While trans mutual aid is acting as a life raft for many, it also demonstrates how trans communities are left behind by wider organising. 

Mutual aid works if the provision of support is done by someone with the necessary resources and capacity: at the start of Covid-19 we saw plenty of mutual aid groups where young and able-bodied people went shopping for at-risk folks. The same dynamic does not currently exist in trans mutual aid; it relies on under-resourced trans people supporting other under-resourced trans people. 

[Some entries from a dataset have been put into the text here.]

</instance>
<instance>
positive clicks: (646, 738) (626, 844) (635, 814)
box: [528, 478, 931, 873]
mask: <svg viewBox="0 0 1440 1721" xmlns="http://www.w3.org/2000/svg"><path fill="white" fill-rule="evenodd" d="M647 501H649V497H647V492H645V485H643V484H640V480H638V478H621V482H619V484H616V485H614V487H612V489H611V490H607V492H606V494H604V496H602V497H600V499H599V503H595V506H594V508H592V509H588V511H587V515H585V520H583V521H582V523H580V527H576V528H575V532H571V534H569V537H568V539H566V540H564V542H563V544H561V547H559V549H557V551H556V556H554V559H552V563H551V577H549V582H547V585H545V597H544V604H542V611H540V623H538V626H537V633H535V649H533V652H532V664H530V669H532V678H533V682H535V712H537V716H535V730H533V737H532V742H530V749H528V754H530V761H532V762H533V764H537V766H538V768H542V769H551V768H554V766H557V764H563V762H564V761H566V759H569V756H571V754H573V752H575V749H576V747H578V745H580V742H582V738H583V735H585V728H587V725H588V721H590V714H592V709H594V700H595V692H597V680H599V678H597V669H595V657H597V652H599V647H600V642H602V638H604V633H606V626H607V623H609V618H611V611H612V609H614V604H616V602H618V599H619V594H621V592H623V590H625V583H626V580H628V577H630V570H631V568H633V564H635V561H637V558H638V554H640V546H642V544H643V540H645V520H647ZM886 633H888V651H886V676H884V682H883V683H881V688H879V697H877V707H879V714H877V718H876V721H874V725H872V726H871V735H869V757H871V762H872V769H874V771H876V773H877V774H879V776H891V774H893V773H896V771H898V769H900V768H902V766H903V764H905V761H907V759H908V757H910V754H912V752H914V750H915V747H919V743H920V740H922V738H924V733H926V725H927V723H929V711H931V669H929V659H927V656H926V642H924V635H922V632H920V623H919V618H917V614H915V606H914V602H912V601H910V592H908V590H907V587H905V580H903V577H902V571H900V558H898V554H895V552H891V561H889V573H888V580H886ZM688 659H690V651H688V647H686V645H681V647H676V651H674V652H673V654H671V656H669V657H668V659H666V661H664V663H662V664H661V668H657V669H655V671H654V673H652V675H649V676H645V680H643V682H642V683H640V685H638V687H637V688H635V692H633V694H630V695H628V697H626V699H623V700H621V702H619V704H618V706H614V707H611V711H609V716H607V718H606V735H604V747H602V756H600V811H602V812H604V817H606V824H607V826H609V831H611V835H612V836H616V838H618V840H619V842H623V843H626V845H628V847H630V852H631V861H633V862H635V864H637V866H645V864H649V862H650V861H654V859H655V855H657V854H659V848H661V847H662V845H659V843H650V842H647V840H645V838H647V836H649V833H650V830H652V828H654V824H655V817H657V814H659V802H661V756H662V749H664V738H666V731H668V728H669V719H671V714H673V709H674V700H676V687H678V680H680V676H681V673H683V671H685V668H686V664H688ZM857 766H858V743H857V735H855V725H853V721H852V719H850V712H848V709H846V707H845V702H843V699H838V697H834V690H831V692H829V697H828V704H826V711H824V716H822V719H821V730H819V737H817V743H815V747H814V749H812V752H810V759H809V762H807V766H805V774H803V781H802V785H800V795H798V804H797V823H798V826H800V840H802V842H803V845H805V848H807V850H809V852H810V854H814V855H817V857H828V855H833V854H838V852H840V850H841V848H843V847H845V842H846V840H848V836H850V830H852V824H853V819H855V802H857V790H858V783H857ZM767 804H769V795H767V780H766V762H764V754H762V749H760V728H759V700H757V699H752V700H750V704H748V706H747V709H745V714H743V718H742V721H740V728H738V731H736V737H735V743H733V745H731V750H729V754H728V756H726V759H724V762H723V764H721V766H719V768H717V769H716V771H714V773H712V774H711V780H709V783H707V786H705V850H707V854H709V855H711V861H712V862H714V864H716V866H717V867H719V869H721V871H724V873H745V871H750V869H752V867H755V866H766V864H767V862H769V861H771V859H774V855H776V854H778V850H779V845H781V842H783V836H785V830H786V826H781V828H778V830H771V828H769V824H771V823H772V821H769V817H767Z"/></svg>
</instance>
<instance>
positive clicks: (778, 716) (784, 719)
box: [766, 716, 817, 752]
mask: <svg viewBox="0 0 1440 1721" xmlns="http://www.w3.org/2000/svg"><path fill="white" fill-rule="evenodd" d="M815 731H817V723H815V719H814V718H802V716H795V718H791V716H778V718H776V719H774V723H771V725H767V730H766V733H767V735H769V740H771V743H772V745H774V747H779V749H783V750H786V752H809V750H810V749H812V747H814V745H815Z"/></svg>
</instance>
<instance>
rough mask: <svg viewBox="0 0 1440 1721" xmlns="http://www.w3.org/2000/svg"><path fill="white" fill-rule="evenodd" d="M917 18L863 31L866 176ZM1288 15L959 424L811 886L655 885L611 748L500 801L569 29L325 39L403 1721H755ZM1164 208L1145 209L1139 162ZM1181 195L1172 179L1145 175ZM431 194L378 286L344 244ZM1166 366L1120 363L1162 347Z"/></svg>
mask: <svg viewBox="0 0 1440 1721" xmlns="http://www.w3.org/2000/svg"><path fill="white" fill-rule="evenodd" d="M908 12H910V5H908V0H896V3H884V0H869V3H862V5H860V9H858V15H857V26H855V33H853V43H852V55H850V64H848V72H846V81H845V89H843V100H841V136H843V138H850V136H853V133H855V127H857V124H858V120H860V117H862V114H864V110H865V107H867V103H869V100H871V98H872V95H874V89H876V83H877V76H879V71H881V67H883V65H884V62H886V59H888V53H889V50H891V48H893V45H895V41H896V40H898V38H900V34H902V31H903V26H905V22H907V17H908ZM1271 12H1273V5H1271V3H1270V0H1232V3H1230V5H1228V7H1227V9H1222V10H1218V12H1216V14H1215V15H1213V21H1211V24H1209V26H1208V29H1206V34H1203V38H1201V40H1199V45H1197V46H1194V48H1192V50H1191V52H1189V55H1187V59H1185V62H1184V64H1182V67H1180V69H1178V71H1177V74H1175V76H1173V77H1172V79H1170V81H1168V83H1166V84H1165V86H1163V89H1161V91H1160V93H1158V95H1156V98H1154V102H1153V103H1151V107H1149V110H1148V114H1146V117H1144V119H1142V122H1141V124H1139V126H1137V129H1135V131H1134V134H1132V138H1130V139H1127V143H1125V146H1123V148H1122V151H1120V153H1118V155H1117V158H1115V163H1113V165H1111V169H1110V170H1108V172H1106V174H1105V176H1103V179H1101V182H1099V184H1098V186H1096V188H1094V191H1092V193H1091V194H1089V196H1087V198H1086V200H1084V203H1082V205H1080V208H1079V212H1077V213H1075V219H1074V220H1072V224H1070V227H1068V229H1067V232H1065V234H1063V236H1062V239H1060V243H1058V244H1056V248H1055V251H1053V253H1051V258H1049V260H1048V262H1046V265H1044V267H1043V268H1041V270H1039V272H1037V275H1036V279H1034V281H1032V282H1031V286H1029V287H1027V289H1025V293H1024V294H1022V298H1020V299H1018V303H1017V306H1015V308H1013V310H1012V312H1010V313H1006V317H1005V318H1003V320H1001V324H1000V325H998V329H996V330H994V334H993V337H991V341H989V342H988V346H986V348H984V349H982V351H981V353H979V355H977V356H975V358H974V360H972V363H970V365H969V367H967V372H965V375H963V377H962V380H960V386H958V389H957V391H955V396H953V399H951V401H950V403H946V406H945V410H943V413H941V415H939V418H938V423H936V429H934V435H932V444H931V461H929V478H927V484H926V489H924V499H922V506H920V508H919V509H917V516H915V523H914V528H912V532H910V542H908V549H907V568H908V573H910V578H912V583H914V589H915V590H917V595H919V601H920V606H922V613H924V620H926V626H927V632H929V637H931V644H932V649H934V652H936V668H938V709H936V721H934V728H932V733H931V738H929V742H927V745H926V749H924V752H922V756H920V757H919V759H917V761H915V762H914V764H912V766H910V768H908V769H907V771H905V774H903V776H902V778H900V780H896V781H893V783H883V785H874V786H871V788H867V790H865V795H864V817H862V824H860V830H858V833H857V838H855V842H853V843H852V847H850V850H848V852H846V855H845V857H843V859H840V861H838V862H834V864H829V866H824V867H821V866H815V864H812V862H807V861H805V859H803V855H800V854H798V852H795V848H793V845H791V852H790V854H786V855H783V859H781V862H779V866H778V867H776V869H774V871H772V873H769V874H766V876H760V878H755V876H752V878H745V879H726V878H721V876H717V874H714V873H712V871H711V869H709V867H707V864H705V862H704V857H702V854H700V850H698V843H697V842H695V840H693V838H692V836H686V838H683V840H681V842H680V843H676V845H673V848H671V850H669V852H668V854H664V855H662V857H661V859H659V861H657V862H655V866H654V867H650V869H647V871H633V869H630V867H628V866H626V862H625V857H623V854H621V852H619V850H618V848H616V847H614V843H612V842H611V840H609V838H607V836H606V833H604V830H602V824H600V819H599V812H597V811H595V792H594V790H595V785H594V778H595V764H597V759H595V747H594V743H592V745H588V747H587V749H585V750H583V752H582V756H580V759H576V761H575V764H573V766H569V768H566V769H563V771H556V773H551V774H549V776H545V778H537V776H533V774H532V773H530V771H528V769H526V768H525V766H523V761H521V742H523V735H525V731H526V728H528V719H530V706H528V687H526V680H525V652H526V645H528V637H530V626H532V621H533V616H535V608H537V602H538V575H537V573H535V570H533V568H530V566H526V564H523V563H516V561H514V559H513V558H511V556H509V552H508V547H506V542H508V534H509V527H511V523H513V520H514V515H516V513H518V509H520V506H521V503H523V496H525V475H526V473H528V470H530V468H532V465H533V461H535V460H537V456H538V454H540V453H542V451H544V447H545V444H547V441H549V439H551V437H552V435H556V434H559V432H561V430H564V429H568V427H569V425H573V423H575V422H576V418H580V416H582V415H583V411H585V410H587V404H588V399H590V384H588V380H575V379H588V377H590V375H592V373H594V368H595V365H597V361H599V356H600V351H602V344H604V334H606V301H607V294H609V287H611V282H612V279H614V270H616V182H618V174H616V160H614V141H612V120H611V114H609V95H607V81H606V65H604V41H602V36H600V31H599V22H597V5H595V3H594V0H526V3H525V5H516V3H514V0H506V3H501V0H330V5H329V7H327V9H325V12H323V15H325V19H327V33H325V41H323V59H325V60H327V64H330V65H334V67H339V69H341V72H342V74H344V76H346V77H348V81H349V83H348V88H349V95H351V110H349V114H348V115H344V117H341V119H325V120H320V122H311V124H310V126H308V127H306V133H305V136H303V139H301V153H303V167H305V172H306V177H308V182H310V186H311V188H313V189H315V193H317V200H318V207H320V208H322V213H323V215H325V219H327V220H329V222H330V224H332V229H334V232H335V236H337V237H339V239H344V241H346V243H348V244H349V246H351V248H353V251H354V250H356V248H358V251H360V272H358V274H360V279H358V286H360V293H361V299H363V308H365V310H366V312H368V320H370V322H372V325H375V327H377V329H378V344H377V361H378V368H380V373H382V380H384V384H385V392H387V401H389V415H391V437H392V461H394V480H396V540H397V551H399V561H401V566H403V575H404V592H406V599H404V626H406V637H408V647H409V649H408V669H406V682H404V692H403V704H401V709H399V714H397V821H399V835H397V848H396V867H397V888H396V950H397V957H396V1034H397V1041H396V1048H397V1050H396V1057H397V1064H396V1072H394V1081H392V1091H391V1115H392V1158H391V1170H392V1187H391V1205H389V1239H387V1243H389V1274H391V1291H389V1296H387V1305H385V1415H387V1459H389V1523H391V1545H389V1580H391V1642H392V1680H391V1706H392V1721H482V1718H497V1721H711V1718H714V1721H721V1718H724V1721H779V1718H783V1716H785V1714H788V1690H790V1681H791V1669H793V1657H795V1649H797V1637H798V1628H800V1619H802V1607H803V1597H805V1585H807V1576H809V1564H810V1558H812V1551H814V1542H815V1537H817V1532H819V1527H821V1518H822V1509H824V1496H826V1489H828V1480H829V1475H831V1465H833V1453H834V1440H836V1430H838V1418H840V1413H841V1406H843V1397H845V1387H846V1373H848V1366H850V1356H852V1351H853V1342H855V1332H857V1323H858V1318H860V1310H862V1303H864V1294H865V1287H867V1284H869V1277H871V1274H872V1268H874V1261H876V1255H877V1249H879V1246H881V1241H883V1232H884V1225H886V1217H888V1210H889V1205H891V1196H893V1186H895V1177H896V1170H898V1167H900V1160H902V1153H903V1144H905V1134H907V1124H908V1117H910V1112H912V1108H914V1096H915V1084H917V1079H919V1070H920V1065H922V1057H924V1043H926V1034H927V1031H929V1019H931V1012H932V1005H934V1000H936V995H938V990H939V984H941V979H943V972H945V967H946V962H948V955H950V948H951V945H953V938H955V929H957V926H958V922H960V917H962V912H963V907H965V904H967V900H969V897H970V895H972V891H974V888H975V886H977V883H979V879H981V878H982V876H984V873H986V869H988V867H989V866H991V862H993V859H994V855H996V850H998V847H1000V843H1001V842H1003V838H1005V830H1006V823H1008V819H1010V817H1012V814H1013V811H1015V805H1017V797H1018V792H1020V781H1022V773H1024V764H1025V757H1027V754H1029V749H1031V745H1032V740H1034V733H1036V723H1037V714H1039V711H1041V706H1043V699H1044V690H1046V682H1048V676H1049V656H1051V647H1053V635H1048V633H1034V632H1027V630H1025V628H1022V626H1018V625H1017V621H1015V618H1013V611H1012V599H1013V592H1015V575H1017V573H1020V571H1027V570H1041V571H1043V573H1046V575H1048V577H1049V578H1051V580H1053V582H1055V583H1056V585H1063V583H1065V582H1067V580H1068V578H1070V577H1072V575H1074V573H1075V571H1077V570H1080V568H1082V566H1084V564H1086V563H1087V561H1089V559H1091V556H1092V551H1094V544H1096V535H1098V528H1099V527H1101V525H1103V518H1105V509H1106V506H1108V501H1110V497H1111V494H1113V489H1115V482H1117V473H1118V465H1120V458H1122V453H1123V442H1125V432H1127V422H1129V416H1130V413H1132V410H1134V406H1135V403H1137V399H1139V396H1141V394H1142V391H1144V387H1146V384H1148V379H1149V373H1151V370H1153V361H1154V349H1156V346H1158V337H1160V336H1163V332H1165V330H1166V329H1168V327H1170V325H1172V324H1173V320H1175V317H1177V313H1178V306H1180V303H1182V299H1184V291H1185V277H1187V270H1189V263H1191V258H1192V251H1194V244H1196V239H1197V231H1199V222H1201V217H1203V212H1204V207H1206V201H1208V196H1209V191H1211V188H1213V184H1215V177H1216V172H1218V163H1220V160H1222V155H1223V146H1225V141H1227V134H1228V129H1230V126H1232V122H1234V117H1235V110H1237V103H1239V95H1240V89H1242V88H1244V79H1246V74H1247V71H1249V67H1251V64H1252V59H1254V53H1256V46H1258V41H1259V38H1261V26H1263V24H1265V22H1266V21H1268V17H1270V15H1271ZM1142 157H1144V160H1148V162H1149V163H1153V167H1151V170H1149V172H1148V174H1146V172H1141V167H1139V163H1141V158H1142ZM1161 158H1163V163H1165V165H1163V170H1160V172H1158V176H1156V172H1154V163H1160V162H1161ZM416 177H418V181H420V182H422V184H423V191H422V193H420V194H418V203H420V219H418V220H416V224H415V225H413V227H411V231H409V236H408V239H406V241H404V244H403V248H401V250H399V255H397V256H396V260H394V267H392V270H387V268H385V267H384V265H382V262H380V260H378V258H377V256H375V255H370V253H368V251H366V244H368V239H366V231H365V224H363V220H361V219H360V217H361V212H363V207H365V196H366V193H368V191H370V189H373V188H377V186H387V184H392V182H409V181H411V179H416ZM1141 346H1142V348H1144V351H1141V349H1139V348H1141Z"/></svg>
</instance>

“​​We can’t live on constantly sending £10 out of the community to fix emergencies” says Ada Cable, advocate for Queercare – an autonomous transfeminist care organisation providing UK-wide training, support and advocacy. “Doing efficient mutual aid requires capital investment, or at least large-scale purchasing to reduce the amount we’re losing.” 

Consistent infrastructural support is key for trans organisers to keep doing the vital work. But with an increasing transphobic climate, amid a wider economic crisis, the need for solidarity interventions from people outside the community is more urgent than ever. 

June Bellebono is a community organiser and editor of oestrogeneration magazine.